前回同様、今回もナンバリングが外れております。
分割21話目となります。

それでは、どうぞ。


復讐の残滓

 ー福井県某所 某県道ー

 

 東尋坊を発った車は、三国港方面を経由して芦原温泉へと向かおうとしていた。その途中、夏場でも荒れることのある日本海と道路が面する区間に差し掛かった。

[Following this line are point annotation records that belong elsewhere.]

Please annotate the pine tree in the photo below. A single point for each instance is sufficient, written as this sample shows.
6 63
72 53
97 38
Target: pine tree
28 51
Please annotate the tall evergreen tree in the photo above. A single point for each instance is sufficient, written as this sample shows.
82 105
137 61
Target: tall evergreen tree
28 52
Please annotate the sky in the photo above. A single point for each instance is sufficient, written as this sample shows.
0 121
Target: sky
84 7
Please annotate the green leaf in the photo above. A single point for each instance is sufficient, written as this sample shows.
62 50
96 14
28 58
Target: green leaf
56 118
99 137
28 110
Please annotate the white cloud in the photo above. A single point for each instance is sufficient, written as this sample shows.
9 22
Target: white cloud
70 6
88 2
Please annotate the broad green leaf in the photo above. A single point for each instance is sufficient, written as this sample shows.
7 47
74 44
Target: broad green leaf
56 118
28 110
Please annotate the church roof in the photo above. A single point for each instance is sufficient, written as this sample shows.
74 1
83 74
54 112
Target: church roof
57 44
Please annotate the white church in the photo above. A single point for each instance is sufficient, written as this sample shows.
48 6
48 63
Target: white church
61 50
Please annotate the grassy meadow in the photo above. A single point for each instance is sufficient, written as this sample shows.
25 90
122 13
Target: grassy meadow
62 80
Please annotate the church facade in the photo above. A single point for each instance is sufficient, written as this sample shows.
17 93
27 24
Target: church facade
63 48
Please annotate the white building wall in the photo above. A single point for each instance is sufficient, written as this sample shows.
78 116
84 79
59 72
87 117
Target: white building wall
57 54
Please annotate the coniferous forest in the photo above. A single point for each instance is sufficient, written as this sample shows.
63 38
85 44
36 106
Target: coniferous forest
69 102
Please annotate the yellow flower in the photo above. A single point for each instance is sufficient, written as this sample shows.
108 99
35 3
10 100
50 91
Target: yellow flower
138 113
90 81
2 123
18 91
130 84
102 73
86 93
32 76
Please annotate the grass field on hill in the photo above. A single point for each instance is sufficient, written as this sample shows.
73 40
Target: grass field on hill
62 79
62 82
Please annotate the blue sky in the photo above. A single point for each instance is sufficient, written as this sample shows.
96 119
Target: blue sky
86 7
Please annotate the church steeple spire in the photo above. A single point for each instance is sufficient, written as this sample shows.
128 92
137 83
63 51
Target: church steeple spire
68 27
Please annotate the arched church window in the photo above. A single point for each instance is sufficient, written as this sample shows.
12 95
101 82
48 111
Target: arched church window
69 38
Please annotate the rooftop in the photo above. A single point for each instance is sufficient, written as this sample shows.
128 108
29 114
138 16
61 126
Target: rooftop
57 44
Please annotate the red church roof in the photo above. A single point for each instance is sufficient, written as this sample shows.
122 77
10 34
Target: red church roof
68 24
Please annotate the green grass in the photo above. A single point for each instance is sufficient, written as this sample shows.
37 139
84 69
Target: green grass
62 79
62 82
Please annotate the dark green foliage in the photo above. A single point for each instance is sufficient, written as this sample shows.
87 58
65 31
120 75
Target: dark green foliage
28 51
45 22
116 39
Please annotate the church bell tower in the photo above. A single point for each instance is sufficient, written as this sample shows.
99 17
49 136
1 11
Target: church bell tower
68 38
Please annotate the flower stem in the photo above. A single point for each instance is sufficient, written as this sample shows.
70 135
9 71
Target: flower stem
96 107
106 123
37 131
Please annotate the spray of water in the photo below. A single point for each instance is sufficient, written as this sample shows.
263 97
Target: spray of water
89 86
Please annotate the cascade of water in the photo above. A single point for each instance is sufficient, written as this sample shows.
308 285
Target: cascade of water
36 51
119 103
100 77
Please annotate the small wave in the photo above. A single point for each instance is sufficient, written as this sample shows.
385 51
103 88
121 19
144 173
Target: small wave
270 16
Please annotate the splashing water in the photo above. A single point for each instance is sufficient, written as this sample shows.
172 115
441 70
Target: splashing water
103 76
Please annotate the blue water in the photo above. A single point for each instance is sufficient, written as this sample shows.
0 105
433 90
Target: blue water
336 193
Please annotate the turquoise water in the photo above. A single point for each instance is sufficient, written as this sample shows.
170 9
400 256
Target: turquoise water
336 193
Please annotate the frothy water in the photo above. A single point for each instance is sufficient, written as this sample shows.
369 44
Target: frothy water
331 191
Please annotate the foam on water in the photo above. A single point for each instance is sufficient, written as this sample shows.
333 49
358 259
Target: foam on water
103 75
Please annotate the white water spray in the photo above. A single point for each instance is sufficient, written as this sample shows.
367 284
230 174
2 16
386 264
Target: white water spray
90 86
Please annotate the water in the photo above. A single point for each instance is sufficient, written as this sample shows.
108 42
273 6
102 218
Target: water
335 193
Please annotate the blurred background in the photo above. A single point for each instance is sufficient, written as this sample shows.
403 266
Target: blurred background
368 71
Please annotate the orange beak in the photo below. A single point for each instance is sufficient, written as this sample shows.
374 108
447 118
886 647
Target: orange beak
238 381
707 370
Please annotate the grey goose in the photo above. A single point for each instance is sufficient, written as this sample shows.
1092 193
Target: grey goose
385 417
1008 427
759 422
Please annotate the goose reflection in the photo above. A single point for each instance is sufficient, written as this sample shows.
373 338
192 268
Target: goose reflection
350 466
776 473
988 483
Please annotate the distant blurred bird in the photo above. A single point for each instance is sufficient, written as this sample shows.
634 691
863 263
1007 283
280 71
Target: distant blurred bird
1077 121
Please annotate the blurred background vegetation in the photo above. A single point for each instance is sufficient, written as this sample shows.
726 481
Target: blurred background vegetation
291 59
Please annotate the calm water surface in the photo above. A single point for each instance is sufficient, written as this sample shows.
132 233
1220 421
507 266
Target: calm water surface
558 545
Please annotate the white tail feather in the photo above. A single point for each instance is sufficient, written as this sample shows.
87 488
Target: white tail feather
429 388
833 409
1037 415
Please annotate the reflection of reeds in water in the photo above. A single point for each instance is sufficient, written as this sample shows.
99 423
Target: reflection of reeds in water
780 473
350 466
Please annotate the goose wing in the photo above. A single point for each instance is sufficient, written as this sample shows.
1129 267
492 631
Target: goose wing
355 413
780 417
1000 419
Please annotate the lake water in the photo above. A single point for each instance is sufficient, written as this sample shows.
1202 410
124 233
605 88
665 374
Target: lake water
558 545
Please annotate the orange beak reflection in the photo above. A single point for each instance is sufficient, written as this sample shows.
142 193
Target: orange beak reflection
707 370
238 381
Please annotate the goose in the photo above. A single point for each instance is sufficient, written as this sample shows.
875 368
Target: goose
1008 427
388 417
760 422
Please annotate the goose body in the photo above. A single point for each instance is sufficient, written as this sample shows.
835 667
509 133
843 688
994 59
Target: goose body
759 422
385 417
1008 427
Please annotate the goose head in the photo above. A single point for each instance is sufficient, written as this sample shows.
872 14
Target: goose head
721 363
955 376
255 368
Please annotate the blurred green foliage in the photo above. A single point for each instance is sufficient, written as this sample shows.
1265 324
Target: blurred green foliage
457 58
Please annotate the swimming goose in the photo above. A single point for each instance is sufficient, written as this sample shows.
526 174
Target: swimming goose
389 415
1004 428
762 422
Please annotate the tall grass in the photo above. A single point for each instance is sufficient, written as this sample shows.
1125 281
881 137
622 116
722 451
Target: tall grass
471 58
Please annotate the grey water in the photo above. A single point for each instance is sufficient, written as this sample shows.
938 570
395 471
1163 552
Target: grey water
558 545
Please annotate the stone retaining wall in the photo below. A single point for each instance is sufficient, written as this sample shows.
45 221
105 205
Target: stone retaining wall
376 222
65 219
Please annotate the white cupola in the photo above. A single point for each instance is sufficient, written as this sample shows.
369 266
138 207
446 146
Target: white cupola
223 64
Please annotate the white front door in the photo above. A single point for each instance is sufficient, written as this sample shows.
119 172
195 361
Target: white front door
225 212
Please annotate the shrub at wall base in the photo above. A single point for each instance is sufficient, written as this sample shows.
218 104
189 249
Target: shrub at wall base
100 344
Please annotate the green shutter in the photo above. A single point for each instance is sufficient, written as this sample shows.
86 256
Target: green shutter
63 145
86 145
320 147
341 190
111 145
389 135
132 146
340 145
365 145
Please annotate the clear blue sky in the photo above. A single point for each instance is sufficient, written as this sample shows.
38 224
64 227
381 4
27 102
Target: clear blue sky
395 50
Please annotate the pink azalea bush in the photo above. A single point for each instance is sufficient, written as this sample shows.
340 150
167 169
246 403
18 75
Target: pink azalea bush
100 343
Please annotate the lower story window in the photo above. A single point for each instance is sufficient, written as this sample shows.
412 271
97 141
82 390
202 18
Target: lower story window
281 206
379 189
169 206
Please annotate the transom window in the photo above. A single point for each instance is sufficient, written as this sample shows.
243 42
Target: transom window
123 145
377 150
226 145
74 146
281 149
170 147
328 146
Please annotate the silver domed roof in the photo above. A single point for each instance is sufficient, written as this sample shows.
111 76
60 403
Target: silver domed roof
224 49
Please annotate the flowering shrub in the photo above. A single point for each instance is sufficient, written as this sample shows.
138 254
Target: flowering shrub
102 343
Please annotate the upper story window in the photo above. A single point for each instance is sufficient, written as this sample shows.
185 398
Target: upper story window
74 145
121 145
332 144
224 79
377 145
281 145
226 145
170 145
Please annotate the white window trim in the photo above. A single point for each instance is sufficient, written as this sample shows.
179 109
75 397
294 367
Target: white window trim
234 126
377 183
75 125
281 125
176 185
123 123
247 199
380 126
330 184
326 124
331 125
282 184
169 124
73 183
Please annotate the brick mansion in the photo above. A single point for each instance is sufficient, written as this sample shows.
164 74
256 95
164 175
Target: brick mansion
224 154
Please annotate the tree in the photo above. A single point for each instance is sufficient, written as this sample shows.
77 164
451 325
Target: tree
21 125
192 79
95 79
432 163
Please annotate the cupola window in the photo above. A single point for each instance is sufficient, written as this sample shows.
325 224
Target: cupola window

 その頃には、孝太と貫太、そして叔母も眠りについていた。東尋坊を発ってから比較的早い段階で睡眠薬の効果が表れていたようだ。

 

「…ああ、眠い。」

 

 ゴシゴシと目元を擦りつつも眠気の酷くなってくるなかで、叔父は東尋坊でもらったコーヒーを飲む。カフェインが大量に摂れるはずのそれが、睡眠薬の成分が大量に含まれていることでむしろ眠気を悪化させているとは、気付かないとはいえ何という悪循環であろうか。

 

「…眠くないのかい。」

「うん。」

「そっか。…今晩、楽しみだね。」

「…何が?」

「そりゃ、その…。…何だっけ。何かを言おうとしてたんだけどな…。」

 

 睡魔が想像以上に酷くなり、叔父の思考力が低下しつつあった。ふらふらと、車が左右に振れ始める。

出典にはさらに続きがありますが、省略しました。